# www services question



## eddie (Jul 24, 2011)

Hello,

I've got a project I'm working on that requires about five or six people's involvement - each having different backgrounds and a couple of guys aren't technical.

We require something similar to share point or Google hosted apps primarily to share documents and project management information - all of which is static and no need for email notifications or anything like that.

We would like the information encrypted while at rest if possible though but not sure how to approach this or what's available.  Ideally, providing credentials when logging into something like a web portal would decrypt and present the data over an ssl connection.

The information could be captured by a single person who uploads it so there isn't a requirement for users to upload anything - simply to view. 

I'm familiar with client side authentication and the tools used by individuals - but not sure how this should be done.

Thanks for any help -

~eddie


----------



## pbd (Jul 26, 2011)

This is very general question, but you can use this scenario:

- data are stored by the operator/comitter in devel/subversion repository on an encypted disk
- data are handled to users by some HTTPS interface to SVN repository (I cannot recommend one, but there are many)

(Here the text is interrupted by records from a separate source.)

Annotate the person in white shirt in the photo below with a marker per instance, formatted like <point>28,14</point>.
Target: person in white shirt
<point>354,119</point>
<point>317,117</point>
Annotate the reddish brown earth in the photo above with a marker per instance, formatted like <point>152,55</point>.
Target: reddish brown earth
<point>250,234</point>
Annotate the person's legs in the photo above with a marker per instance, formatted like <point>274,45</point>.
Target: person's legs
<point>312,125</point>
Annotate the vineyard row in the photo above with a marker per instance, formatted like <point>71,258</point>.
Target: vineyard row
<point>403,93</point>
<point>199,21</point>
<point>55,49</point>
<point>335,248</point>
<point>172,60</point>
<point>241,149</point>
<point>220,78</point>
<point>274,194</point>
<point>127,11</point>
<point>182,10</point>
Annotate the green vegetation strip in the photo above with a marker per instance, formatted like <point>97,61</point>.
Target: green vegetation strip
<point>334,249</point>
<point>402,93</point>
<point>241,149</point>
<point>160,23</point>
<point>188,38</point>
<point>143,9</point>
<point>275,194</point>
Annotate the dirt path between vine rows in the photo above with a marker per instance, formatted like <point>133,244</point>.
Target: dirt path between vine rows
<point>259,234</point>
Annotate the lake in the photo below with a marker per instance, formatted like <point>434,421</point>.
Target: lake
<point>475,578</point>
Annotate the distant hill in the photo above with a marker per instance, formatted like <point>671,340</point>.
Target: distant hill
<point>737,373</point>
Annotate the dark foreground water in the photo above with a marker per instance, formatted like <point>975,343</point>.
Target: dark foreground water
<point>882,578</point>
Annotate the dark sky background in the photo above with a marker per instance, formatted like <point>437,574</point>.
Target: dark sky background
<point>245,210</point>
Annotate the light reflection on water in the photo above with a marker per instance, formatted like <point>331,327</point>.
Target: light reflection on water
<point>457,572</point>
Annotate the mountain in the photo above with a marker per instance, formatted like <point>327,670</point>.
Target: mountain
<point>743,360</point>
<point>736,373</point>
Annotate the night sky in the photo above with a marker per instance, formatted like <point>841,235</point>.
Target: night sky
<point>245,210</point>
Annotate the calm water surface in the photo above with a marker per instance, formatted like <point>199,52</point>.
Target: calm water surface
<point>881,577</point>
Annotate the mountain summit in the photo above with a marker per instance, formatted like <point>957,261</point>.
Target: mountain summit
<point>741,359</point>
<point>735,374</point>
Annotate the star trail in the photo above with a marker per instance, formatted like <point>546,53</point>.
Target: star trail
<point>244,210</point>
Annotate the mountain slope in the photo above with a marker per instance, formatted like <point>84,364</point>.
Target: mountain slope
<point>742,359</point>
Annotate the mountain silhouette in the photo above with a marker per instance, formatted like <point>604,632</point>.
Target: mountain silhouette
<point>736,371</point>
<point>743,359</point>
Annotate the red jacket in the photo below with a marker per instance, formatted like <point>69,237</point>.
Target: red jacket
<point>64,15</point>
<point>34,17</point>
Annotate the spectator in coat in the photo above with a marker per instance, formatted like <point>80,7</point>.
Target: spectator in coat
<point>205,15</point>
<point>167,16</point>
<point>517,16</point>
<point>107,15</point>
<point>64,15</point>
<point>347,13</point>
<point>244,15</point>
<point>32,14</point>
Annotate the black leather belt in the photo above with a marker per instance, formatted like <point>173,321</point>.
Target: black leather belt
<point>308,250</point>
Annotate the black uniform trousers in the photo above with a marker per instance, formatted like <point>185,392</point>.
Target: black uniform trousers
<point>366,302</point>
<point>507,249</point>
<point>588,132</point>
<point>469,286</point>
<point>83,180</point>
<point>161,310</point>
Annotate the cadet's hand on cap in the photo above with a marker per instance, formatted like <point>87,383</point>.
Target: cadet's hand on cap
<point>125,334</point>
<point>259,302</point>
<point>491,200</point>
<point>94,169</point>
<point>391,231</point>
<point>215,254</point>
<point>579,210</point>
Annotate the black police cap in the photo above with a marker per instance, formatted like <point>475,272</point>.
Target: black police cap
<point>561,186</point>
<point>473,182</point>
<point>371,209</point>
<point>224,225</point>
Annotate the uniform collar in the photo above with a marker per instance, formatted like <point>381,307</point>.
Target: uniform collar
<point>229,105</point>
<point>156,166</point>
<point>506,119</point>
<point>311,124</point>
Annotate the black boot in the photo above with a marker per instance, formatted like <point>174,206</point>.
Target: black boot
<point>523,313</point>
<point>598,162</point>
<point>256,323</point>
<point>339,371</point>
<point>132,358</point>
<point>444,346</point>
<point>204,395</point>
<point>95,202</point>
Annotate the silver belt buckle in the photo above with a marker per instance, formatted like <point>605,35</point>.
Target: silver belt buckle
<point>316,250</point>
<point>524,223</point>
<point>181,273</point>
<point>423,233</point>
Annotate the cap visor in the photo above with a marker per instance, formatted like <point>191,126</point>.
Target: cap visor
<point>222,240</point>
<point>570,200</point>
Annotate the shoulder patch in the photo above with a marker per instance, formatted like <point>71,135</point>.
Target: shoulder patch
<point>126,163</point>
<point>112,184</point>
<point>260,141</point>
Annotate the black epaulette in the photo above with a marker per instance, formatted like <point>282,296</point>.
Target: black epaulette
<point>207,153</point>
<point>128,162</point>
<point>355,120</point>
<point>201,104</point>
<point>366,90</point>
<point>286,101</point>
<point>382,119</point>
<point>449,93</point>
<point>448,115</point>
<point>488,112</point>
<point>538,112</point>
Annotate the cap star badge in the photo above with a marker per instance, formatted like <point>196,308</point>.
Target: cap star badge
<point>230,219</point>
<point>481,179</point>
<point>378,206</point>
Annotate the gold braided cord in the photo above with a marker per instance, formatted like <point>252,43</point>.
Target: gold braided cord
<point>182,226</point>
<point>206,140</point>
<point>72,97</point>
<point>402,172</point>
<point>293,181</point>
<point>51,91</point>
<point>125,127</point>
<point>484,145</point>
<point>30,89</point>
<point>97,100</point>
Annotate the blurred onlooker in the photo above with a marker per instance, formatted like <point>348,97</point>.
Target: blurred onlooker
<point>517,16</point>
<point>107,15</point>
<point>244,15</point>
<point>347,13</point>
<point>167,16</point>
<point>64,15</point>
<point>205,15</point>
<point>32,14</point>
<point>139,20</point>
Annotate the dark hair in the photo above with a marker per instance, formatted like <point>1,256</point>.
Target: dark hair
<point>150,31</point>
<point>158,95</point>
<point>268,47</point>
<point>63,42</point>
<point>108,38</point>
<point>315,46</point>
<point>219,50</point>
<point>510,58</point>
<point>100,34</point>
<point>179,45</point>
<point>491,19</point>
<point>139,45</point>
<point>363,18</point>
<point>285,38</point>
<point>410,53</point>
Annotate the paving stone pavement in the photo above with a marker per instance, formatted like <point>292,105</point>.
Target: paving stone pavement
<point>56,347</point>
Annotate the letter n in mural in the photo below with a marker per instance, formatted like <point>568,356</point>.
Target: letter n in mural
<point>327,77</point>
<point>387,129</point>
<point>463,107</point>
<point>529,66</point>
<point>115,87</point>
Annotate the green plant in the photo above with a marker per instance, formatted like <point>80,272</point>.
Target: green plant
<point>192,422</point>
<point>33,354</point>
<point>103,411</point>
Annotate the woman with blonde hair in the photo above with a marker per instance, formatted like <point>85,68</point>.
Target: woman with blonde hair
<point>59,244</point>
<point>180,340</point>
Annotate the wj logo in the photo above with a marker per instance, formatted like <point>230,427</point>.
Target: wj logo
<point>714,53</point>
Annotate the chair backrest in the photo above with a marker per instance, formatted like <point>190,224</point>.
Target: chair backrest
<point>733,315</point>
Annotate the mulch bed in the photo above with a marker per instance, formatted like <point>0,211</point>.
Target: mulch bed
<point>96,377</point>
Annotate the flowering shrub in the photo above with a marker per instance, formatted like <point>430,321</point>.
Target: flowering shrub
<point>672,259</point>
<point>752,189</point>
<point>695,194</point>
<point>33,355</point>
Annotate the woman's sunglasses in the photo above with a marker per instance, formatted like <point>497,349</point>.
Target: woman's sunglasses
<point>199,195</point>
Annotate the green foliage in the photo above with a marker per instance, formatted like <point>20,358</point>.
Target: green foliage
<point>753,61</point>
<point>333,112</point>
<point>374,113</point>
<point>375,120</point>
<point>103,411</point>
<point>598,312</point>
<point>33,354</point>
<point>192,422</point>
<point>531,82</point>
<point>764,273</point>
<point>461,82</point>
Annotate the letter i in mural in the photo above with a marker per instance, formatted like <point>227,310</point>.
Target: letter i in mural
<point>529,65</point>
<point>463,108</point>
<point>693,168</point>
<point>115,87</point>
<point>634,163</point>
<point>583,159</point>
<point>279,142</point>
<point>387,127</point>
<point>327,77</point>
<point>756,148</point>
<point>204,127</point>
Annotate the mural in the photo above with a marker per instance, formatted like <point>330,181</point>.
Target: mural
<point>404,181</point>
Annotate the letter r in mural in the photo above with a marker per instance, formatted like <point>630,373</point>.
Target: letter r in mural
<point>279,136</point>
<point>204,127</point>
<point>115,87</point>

This ensures that both remote and local access to files is encrypted, enables users to view documents using simple web browser, enables view to previous versions of documents and enables you to have more than one comitter in future.


----------



## tingo (Jul 27, 2011)

If your needs are simple enough, perhaps Mollify would suffice?


----------



## drhowarddrfine (Jul 27, 2011)

eddie said:
			
		

> We require something similar to share point or Google hosted apps


Sooooo how about Google Docs or Google+?


----------